[col. writ. 5/9/13] © ’13 Mumia Abu-Jamal
The events arising out of Cleveland, Ohio, are so shocking, so unexpected that they cause us to pause – and to question.
How well do I know my neighbors?
How well do I know anyone?
We don’t, of course. We see one’s comings and goings, but Americans don’t really like meddling or mingling much.
In earlier times, men said: ‘A man’s home is his castle!’ This principle reigned for decades.
(I suppose now, some will say, ‘a man’s home is his dungeon!’ huh?–) But, I digress.
Cleveland isn’t as far from us as we’d like to admit. For a quiet scandal is simmering on the nation’s stove, that may even make Cleveland look almost normal.

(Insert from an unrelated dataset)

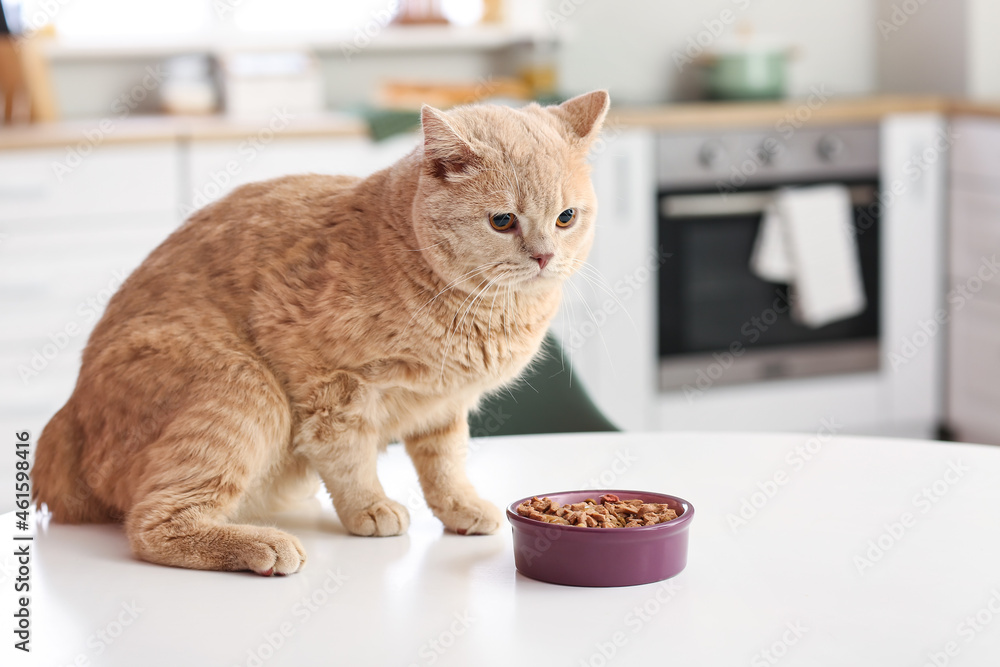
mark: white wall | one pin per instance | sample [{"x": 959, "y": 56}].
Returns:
[{"x": 630, "y": 44}]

I speak of the tens of thousands of cases, most of which go unreported, of women in the military who are raped by fellow soldiers, airmen, marines – and their officers.
Perhaps few such attacks are more of a betrayal (possibly that of a father of a daughter), but here, where young women enter with the illusion of camaraderie, they are betrayed by their so-called brothers-in-uniform- and then turned on by officers who resent their reporting such attacks!
We live in a rape culture. We live where the lives and even the bodies of women are mere material to be used, and discarded.
Who can deny that this country was born on the freedom of white men to rape African and Indian women on a whim?
Indeed, for centuries it wasn’t a crime!
Why should it surprise us that it is so deep in American male culture?
Donald Matthews, a Black clergyman and author of the book, Honoring he Ancestors, coined the term rapitalistic to reflect the twin forces of rape and capitalism to expose the American drive to conquer and exploit all that is touched.
Land. Women. Nonwhites. Nature.
From Cleveland to Iraq isn’t so far after all.